A major complaint of ASP.NET WebForms is how the framework takes away control of the rendered document away from the developer - myriad components (both built-in to ASP.NET and third-party) are able to inject their own <script>
elements and other functionality into the rendered page.
My current issue is with the ClientScriptManager
(Page.ClientScript
).
A project I'm working on is a legacy WebForms project with hundreds of .aspx
that takes a massive dependency on a third-party web-controls and utility library which contains a copy of jQuery 1.4.1 as an embedded WebResource.
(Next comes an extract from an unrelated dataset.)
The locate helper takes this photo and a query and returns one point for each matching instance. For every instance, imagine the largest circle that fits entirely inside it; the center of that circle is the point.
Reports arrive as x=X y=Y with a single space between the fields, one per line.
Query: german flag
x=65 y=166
Whenever any control inside this library is used the controls register their private copy of jQuery through Page.ClientScript.RegisterClientScriptInclude
, like so:
class SomeControl : WebControl {
protected void OnInit() {
this.Page.ClientScript.RegisterClientScriptInclude(
this,
typeof(Page),
"jquery",
this.Page.ClientScript.GetWebResourceUrl( base.GetType(), "MyJQuery.1.4.1.js" )
);
}
}
This is a problem because the website needs to implement ASP.NET SignalR, which has a dependency on jQuery 1.6.4 or higher - but the library's controls are included literally thousands of times (including in the .master
files). I need to prevent this old jQuery library from being added to the page.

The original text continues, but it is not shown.